A yeast infection may also recur from being passed back and forth between a penetrative and receptive partner in unprotected sex. Candida can infect the penis months before it shows itself in the form of red, scaly patches and (relatively rarely) unusual discharge.
Hygiene, including sexual hygiene, provides some measure of protection. Douches, however, can precipitate an infection if they upset the normal vaginal flora.
Candidiasis of the mouth, called thrush, erupts in white patches over a red base. The white patches cannot be wiped away easily; scraping with a scalpel, brush or cotton swab typically provokes bleeding of the underlying tissue and is best left to your dentist or doctor. An infection can also redden the tongue. Thrush can be painful enough to interfere with eating and even drinking, to the extent that its sufferers can be subject to dehydration. A child who refuses to drink for longer than twelve hours may need intravenous fluid support. Fever or prolonged feeding problems also require medical consultation.
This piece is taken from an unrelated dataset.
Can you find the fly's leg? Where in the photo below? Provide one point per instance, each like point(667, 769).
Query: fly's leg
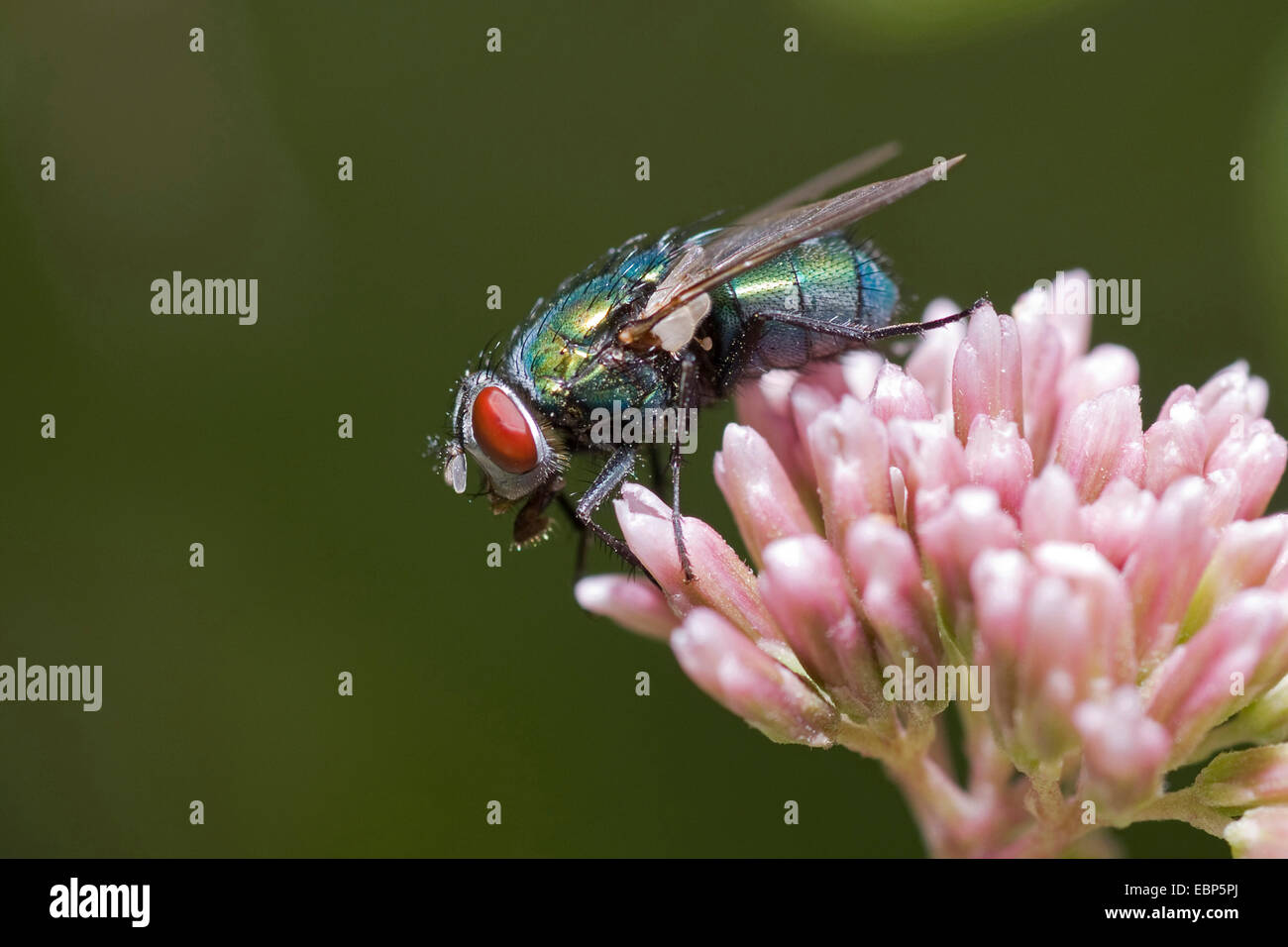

A doctor or dentist can usually diagnose thrush and provide a prescription for oral antifungals: a tablet, lozenge or liquid administered for up to two weeks. If the infection spreads into the esophagus, both diagnosis and treatment become more complicated. Candidal esophagitis, particularly in people with AIDS or otherwise weakened immune systems, can spread further into the gastrointestinal tract and cause painful ulcers, interfering further with nutrition and hydration.